Un’ora di incontro, dice il comunicato. Sessanta minuti in cui Matteo Salvini e Viktor Orbán, due uomini convinti che la geografia sia un’opinione, hanno ridisegnato il mondo davanti a un plastico. Lì, tra la Calabria in miniatura e la Sicilia in scala ridotta, si sono scambiati sorrisi, promesse e forse qualche souvenir ideologico. Salvini con la cravatta verde Lega, Orbán con la mappa mentale del suo impero danubiano da ricostruire a colpi di “asse”.

Il ministro italiano, emozionato come un bambino davanti al trenino elettrico, ha illustrato il Ponte sullo Stretto come fosse il nuovo confine tra civiltà e barbarie.
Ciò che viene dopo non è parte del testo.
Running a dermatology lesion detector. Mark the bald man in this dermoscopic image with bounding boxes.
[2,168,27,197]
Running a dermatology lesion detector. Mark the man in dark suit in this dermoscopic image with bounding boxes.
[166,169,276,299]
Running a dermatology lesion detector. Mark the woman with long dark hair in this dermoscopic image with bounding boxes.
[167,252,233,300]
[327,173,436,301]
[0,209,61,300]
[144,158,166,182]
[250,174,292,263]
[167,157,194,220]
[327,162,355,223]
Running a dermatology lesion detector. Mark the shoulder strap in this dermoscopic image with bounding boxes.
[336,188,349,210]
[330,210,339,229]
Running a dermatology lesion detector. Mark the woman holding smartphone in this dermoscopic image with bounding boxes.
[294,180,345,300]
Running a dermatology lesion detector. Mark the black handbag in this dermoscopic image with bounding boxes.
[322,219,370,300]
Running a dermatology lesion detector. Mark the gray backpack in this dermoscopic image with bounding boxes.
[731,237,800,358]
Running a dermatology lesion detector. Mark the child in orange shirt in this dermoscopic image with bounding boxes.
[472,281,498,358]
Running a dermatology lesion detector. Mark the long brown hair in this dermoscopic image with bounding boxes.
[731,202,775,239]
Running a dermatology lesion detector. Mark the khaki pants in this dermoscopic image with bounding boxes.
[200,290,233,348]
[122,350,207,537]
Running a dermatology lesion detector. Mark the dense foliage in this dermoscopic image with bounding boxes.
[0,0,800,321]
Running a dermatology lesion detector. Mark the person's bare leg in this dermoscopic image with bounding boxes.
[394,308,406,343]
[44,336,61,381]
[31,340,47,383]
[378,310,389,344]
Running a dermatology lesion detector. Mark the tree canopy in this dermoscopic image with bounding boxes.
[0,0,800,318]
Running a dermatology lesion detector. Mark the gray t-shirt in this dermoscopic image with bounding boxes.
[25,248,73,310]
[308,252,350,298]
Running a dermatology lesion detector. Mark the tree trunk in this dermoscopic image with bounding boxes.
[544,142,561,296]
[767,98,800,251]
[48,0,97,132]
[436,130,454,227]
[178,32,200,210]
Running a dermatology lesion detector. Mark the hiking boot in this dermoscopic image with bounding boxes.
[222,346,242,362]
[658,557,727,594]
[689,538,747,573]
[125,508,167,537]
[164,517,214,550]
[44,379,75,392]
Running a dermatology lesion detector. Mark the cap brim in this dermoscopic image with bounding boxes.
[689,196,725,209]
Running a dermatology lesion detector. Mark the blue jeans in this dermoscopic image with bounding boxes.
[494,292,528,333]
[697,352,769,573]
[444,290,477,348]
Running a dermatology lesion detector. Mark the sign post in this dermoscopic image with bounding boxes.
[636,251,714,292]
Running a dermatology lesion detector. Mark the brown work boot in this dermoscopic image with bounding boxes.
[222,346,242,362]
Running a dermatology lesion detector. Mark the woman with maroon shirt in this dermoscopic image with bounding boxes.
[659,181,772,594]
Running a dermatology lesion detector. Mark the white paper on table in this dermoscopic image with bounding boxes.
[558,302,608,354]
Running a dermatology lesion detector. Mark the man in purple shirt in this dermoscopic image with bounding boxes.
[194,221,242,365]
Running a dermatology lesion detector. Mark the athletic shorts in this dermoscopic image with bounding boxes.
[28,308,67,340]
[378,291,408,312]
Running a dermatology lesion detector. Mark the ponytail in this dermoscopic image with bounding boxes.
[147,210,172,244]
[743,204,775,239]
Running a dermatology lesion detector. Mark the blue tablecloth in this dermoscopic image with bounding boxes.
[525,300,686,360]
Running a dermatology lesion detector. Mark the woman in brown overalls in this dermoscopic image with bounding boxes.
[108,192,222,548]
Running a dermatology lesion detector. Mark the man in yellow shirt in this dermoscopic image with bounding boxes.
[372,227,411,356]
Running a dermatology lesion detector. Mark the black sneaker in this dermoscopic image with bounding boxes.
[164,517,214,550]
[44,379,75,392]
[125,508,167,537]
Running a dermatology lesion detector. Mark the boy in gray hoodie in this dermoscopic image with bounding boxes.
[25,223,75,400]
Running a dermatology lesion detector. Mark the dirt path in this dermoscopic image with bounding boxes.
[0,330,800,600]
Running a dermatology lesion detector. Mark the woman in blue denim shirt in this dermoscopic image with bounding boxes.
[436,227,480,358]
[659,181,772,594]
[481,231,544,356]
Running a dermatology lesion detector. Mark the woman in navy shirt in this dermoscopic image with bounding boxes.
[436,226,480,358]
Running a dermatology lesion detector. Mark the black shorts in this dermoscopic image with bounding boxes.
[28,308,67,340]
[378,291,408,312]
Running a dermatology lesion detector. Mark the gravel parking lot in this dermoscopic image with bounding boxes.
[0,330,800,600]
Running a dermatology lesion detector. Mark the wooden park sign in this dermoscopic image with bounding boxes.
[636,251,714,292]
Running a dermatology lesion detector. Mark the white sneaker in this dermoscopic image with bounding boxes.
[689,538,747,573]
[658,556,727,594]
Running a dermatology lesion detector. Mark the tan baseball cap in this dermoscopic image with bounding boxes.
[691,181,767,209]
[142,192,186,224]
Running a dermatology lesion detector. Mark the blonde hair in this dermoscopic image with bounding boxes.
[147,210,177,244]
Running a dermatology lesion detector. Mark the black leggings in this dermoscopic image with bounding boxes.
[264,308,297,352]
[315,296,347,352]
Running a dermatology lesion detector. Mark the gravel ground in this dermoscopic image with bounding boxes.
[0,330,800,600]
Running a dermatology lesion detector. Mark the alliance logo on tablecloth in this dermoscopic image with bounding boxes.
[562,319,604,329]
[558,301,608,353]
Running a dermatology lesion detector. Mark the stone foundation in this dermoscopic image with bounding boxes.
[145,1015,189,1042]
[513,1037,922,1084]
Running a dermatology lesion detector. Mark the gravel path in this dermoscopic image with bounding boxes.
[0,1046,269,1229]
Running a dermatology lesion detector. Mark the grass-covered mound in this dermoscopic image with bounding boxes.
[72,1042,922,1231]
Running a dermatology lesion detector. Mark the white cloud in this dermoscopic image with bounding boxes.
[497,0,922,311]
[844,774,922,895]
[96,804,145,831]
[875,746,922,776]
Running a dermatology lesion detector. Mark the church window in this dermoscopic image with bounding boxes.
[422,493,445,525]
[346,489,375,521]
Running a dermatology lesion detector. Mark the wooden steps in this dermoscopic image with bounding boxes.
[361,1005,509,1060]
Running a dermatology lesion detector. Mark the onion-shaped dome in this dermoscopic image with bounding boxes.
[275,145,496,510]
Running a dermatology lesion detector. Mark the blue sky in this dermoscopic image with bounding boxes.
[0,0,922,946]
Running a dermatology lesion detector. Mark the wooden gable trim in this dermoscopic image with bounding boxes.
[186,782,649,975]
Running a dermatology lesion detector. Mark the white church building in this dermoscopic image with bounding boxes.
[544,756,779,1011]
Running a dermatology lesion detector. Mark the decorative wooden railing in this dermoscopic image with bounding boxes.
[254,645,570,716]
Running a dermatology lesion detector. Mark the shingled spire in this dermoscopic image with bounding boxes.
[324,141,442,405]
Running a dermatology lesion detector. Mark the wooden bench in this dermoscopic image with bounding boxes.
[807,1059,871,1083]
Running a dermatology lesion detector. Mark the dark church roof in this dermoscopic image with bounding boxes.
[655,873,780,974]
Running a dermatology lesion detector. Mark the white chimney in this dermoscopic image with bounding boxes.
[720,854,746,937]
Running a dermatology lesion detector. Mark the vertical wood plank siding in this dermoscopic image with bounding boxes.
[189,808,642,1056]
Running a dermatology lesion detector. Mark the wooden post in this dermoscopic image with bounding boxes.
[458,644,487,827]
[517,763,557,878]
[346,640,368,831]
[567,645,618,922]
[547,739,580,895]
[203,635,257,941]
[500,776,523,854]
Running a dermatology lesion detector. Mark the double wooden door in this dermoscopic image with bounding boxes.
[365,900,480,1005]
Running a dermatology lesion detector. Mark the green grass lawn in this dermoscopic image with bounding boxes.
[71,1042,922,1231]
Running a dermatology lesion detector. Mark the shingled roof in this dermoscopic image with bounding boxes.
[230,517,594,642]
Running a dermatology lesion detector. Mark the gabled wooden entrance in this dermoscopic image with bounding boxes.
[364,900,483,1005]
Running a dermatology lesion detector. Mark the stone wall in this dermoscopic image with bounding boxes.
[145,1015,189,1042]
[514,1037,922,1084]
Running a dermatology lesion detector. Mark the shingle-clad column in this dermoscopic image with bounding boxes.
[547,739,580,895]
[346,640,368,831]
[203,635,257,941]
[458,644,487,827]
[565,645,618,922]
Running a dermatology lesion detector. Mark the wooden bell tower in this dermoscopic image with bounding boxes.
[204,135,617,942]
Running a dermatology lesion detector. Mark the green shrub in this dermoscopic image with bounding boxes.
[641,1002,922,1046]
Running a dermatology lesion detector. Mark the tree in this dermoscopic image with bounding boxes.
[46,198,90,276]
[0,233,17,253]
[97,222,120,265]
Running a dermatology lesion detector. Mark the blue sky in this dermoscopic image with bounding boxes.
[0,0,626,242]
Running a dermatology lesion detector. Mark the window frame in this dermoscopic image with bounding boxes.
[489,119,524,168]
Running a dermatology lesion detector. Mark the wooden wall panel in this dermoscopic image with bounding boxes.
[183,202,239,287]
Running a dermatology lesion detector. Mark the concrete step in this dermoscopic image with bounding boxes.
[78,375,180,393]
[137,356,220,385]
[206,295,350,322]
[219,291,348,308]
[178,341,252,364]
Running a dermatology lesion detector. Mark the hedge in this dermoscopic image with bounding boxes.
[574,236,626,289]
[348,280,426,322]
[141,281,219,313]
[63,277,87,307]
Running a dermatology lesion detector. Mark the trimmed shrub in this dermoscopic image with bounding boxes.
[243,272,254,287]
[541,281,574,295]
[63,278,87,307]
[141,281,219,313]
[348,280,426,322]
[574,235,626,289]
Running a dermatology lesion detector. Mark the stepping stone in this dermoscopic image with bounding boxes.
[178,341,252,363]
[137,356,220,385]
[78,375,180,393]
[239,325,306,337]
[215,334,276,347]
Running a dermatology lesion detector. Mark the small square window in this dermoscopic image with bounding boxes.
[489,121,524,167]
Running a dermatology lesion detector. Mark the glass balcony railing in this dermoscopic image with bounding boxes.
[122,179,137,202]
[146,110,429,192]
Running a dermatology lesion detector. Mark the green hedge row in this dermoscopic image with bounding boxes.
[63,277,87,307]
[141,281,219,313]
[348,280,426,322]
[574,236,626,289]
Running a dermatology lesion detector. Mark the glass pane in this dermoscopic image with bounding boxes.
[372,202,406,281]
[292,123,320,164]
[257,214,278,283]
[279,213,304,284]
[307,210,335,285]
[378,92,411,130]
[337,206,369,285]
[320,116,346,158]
Orbán ascoltava rapito, immaginando probabilmente come collegare il suo lago Balaton a Lampedusa per fermare i migranti con un solo gesto d’ingegneria. Entrambi d’accordo, il cemento è più convincente della diplomazia, e un viadotto può unire popoli che non si sono mai sopportati.

Poi la pace, tema prediletto di chi ama la guerra al congiuntivo. “La pace è l’unica strada”, ha detto il premier magiaro, dimenticando che la sua idea di pace somiglia molto a una resa firmata in ungherese. Salvini annuiva, assorto, forse sognava di spostare l’asse terrestre fino a far passare l’Ungheria sotto il Ponte sullo Stretto, così da unire Roma a Budapest senza passare per Bruxelles.

Intanto, nel silenzio complice dei corridoi ministeriali, il plastico del Ponte restava lì, immobile e perfetto come l’Europa che piace a loro: di cartone, senza traffico umano, con mari finti e confini disegnati con il pennarello. Orbán ha chiesto se il ponte reggerà i carri armati. Salvini ha risposto che basta crederci.

Si sono salutati con cordialità, promettendo futuri cantieri e vecchi rancori. Poi Orbán è tornato nel suo asse e Salvini nel suo ministero, entrambi felici d’aver costruito, almeno per un’ora, un mondo in miniatura dove la realtà non disturbaaffatto.